Intel's Nehalem EX To Gain Error Correction
angry tapir writes "Intel's eight-core Nehalem EX server processor will include a technology derived from its high-end Itanium chips that helps to reduce data corruption and ensure reliable server performance. The processor will include an error correction feature called MCA Recovery, which will detect and fix errors that could otherwise cause systems to crash — it will be able to detect system errors originating in the CPU or system memory and work with the operating system to correct them." Update: 05/27 19:11 GMT by T : Dave Altavilla suggests also Hot Hardware's coverage of the new chip, which includes quite a bit more information.
So, is this an effective replacement for ECC memory?
MS detected
Uninstalling
The world is made by those who show up for the job.
Floating Points Errors?
This is nice and all; but I, for one, will not be satisfied until Intel releases a CPU that does what I mean, not what I say.
Error correction on an x86 chip?
Sweet. Now all those high-end server applications running on x86s that need great uptime can finally join the big boys. [rolls eyes].
I'm just not sure of the utility here -- I RTFA, but I'm still not clear on why Intel would cannibalize Itanium sales (new release delayed again) by offering error correction on Nehalem chips. Is the demand for x86 Server chips that high? I thought anyone requiring 5 nines (or anything close to it) would never consider using x86?
Can someone with more knowledge of the high-end server market please clarify?
"Trolls they were, but filled with the evil will of their master: a fell race..." -- J.R.R. Tolkien on Olog-hai
Yes but can it correct for PEBKAC?
Sorry Mr. User -- That tray is not for your coffee cup - I am now deleting your profile -- Have a nice day!
"i lost my dignity on a slippery wiener"
The article seemed pretty light on details of what MCA Recovery actually does.

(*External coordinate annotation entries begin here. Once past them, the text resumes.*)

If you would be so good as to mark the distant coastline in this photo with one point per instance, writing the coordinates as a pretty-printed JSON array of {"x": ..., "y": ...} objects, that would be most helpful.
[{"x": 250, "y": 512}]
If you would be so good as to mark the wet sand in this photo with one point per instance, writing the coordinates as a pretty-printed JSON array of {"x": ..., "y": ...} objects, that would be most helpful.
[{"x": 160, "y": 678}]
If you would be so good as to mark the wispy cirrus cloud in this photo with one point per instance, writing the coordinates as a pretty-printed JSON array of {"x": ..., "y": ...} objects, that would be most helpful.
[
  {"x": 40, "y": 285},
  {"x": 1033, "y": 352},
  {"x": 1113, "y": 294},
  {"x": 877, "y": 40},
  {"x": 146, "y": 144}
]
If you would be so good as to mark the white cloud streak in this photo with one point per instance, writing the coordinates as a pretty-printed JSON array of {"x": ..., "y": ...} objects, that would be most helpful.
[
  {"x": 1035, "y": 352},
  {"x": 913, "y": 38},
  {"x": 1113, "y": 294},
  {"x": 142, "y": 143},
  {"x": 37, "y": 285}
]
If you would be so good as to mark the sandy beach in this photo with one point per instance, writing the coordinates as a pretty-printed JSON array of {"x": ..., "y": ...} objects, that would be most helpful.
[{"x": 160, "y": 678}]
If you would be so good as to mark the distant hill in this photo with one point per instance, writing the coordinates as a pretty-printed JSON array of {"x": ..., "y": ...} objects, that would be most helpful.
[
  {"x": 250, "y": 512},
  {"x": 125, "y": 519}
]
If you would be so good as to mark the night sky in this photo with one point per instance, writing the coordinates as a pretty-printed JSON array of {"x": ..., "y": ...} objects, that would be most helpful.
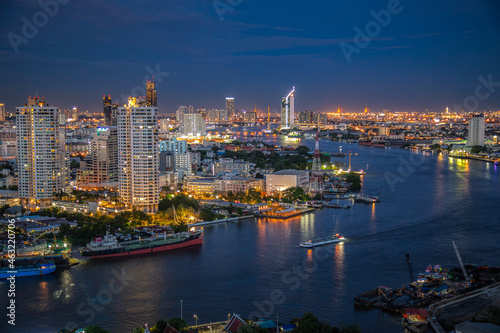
[{"x": 428, "y": 56}]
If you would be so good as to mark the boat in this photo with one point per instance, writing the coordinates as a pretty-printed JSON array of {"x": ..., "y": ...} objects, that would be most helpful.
[
  {"x": 294, "y": 135},
  {"x": 43, "y": 267},
  {"x": 109, "y": 247},
  {"x": 323, "y": 241}
]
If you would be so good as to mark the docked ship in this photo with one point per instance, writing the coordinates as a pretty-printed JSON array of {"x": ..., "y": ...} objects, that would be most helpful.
[
  {"x": 38, "y": 268},
  {"x": 109, "y": 247},
  {"x": 323, "y": 241}
]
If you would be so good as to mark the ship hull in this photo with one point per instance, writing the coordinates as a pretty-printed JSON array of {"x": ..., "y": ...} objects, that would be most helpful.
[{"x": 126, "y": 253}]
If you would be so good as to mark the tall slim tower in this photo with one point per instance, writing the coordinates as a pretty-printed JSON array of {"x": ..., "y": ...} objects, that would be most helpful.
[
  {"x": 316, "y": 180},
  {"x": 288, "y": 110},
  {"x": 2, "y": 112},
  {"x": 476, "y": 131},
  {"x": 230, "y": 107},
  {"x": 138, "y": 155},
  {"x": 107, "y": 109},
  {"x": 41, "y": 157},
  {"x": 151, "y": 93}
]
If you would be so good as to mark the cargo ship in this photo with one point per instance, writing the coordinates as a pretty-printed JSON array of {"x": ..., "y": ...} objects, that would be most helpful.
[
  {"x": 323, "y": 241},
  {"x": 109, "y": 247},
  {"x": 36, "y": 269}
]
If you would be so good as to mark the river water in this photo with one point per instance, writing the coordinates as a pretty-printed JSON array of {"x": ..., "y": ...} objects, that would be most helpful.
[{"x": 255, "y": 267}]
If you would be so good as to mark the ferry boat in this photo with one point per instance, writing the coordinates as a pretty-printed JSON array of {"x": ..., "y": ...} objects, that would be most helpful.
[
  {"x": 39, "y": 268},
  {"x": 323, "y": 241},
  {"x": 109, "y": 247}
]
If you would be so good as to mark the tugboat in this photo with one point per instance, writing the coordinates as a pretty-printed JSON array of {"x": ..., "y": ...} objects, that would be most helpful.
[{"x": 323, "y": 241}]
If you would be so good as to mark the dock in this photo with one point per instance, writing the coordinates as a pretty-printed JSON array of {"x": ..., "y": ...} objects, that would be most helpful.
[{"x": 230, "y": 220}]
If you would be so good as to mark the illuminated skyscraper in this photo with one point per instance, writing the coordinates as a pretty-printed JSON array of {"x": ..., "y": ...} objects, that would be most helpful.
[
  {"x": 151, "y": 93},
  {"x": 41, "y": 158},
  {"x": 230, "y": 106},
  {"x": 476, "y": 131},
  {"x": 288, "y": 110},
  {"x": 138, "y": 155},
  {"x": 107, "y": 109},
  {"x": 2, "y": 112}
]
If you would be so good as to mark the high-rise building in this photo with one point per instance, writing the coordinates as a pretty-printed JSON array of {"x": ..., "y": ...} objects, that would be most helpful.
[
  {"x": 193, "y": 125},
  {"x": 107, "y": 109},
  {"x": 101, "y": 163},
  {"x": 138, "y": 155},
  {"x": 476, "y": 131},
  {"x": 41, "y": 159},
  {"x": 230, "y": 107},
  {"x": 288, "y": 110},
  {"x": 2, "y": 112},
  {"x": 151, "y": 93}
]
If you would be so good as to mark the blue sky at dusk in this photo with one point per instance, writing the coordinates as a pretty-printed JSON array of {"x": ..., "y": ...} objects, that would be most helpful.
[{"x": 428, "y": 57}]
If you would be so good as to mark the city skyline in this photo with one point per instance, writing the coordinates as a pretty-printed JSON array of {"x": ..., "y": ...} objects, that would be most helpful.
[{"x": 207, "y": 54}]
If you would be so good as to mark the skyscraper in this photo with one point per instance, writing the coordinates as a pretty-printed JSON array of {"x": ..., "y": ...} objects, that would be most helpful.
[
  {"x": 138, "y": 155},
  {"x": 2, "y": 112},
  {"x": 230, "y": 106},
  {"x": 476, "y": 131},
  {"x": 41, "y": 159},
  {"x": 288, "y": 110},
  {"x": 101, "y": 164},
  {"x": 107, "y": 109},
  {"x": 193, "y": 125},
  {"x": 151, "y": 93}
]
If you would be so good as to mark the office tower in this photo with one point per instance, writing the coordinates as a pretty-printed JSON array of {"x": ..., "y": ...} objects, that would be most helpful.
[
  {"x": 138, "y": 155},
  {"x": 42, "y": 162},
  {"x": 230, "y": 107},
  {"x": 288, "y": 110},
  {"x": 2, "y": 112},
  {"x": 180, "y": 113},
  {"x": 476, "y": 131},
  {"x": 74, "y": 114},
  {"x": 193, "y": 125},
  {"x": 107, "y": 109},
  {"x": 101, "y": 164},
  {"x": 151, "y": 93}
]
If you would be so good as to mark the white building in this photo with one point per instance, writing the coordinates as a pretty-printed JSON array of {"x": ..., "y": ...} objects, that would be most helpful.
[
  {"x": 42, "y": 162},
  {"x": 281, "y": 180},
  {"x": 476, "y": 131},
  {"x": 194, "y": 125},
  {"x": 138, "y": 155},
  {"x": 288, "y": 110}
]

I found this presentation in PDF format that seems to go into some more useful detail about what this is. It's not just ECC to repair single-bit errors (although that is part of it, apparently). It also includes features to recover from errors that cannot simply be corrected. For example it includes a mechanism to notify the OS of the details of an uncorrectable error, so that it could presumably re-load a page full of program code from disk, or terminate an application if its data has been corrupted, instead of shutting down the whole machine.
High-end, low-end, middle, um...end...whatever.
The goal is not to create perfection, but gracefully recover from imperfection as if nothing happened. I see no problem with bolting on such features to the world's most common processing platform. We can all use such graceful recovery features, not just servers and "high-end" applications. Will the average use need an 8-core CPU? Probably not, but it certainly wouldn't hurt them, either. Intel then can trickle this down to the average user and help all of us support folks to have a nicer day.
Short of getting rid of users, let's at least minimize the problems they will suffer. When they have a good day, they leave ME alone to my machinations.
Bearded Dragon
*sniff* x86 is getting to be so grown up *sniff* I remember when it was just a little 16 bit chip.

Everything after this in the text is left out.